McCabe’s debut novel echoes with the Civil War battlefield’s ear-shattering noise and gut-wrenching smells, but its heart is a shining story of enduring love.
In 1862, Jeremiah Wakefield, New York country boy, hears the Union’s call and the lure of an enlistment bonus that will finance a farm. Friends too are eager to join the 97th New York Volunteers. Rosetta Edwards will have none of it. Rosetta may be a tomboy and her father’s farmhand, but she’s shared kisses and promises with Jeremiah. If he’s intent on soldiering, they’ll marry first. They wed and enjoy a few weeks of housekeeping in a cabin.
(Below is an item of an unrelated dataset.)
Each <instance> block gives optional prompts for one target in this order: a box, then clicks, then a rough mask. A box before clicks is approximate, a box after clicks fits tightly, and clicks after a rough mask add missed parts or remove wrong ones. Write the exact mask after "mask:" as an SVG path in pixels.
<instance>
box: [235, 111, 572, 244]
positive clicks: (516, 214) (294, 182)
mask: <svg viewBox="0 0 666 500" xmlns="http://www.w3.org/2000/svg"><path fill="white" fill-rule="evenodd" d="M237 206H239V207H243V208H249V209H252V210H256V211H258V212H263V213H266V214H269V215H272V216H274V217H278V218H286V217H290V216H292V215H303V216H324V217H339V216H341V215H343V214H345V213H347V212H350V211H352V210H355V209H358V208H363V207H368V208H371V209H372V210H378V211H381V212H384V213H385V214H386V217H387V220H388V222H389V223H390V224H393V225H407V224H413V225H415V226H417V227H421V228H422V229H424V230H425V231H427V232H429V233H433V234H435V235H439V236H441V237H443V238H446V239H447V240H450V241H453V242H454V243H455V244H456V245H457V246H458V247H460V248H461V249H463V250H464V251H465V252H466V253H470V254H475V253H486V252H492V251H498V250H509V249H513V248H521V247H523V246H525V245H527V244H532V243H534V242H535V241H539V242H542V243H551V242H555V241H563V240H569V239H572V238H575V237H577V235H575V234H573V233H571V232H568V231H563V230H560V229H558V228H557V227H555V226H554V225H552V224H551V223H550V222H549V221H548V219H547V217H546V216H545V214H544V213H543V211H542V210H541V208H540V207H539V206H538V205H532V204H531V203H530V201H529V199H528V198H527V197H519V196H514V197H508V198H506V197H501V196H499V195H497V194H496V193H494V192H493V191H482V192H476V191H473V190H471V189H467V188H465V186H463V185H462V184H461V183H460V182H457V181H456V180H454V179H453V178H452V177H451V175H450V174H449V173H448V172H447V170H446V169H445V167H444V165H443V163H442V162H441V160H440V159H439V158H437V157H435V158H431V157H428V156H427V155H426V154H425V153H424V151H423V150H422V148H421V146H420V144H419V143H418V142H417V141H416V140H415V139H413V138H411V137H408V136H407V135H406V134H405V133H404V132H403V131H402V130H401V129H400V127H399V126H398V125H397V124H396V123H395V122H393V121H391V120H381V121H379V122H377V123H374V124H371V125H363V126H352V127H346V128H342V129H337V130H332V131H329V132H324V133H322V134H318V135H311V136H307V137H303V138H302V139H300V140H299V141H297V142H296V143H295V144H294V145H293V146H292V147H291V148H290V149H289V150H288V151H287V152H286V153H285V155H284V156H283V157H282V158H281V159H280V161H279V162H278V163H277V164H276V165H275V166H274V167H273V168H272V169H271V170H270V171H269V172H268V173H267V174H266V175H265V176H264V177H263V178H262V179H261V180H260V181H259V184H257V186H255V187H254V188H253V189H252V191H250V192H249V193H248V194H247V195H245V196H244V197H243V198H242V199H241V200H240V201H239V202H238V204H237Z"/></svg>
It’s there that Jeremiah stumbles over Rosetta’s rock-hard stubbornness, a quality that later inspires her to chop her hair, dress in men’s clothing and become "Ross Stone." Rosetta passes a "you’ll do" physical and lands in Jeremiah’s unit, telling her stunned husband, "I signed on for this and there ain’t a thing I have ever been made to feel proud of in my life but the doing of a job that needs doing." Sketching a hardscrabble portrait of subsistence farm life, McCabe portrays Rosetta brilliantly—think True Grit’s Mattie Ross—as she narrates her story with energy, self-perception, courage and unremitting love for Jeremiah. McCabe’s thorough research lends verisimilitude to army life, all cook fires, salt pork, hardtack, thin blankets and marches into terror. McCabe’s descriptions of battle’s chaos and mayhem—"I just want to walk into that water, any water, and wash myself clean, my clothes and all, letting the blood and everything swirl away"—is reminiscent of Crane’s The Red Badge of Courage. Rosetta echoes the period perfectly, playing off against gender expectations in letters home and in conversations with the company commander’s wife, the first to suspect her disguise, and with Will, a gentle, religious boy confused about his sexuality.
Based on often overlooked history, McCabe offers an extraordinary novel, one creating a memorable character through which we relive our national cataclysm.